Performance optimization for time stepping in cylindrical coordinates for m ≠ 0 by oskooi · Pull Request #3158 · NanoComp/meep

oskooi · 2026-03-01T00:13:07Z

Context

The FDTD time-stepping hot path calls step_db() and update_eh() twice per timestep each (once for B/H, once for D/E). The inner loop kernels in step_generic.cpp / step_generic_stride1.cpp are already well-optimized with OpenMP (PLOOP_OVER_IVECS), SIMD vectorization (PS1LOOP), restrict pointers, and specialized code paths for each PML/conductivity combination.

However, the cylindrical-coordinate (Dcyl) m≠0 code in step_db.cpp (lines 178-293) is a major performance bottleneck:

It uses serial LOOP_OVER_VOL_OWNED0 instead of parallel PLOOP variants.
Every grid point constructs an ivec object via IVEC_LOOP_ILOC, calls .r(), and performs a floating-point division – yet the r-coordinate only changes with the outer (R) loop.
The KSTRIDE_DEF PML-index setup is redundantly placed inside the loop body instead of outside.

These issues make cylindrical simulations with m≠0 significantly slower than they need to be.

Optimizations

1. Precompute reciprocal-r table for cylindrical m≠0 loops (HIGH IMPACT)

File: src/step_db.cpp, lines 178-293

Before the 8 special-case loops, precompute a 1D array of the_m / r_int values indexed by the R loop dimension. Inside the loop, replace:

IVEC_LOOP_ILOC(gv, here);
realnum rinv = the_m / here.r();

with a direct lookup using the R loop index. This eliminates per-point ivec construction, .r() method dispatch, and floating-point division.
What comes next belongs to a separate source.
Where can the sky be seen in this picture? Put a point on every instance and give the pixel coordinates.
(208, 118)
The R loop index maps to loop_i1 for Dcyl (R is outermost, Z is innermost/stride-1).

Implementation: after computing the_m (line 200) and is (line 193), determine the R dimension's loop parameters from gv.yucky_direction() and precompute rinv_arr[ir] = the_m / (is.in_direction(R) + 2 * ir) for ir = 0..nr-1.

2. Parallelize cylindrical m≠0 loops (HIGH IMPACT)

File: src/step_db.cpp, lines 203-291

Replace all 8 instances of serial LOOP_OVER_VOL_OWNED0(gv, cc, i) with PLOOP_OVER_VOL_OWNED(gv, cc, i) (or PS1LOOP_OVER_VOL_OWNED0 when stride-1). This enables OpenMP multi-threading for the cylindrical m≠0 field updates, which are currently the only serial loops on the hot path.

With the precomputed rinv table (optimization 1), the loop body becomes pure array arithmetic, ideal for parallization and SIMD.

3. Host KSTRIDE_DEF outside loops (MEDIUM IMPACT)

File: src/step_db.cpp, lines 203-291

Move KSTRIDE_DEF(dsig, k, is, gv) and KSTRIDE_DEF(dsigu, ku, is, gv) from inside the loop body to before the loop, matching the pattern used in step_generic.cpp. Currently these define const variables every iteration; hoisting them:

Reduces redundant computation (even if compiler may hoist them for serial loops)
Is required for correct OpenMP parallel behavior (avoids per-thread redundant setup)
Matches the established pattern from the well-optimized step_generic.cpp

4. Add SIMD hint to f_rderiv_int inner loop (MEDIUM IMPACT)

File: src/step_db.cpp, lines 109-117

The Z inner loop in the f_rderiv_int computation has no cross-iteration dependencies within a given R row. Add IVDEP pragma before the inner loop to enable auto-vectorization.

5. Use memset for f_rderiv_int initialization (LOW IMPACT)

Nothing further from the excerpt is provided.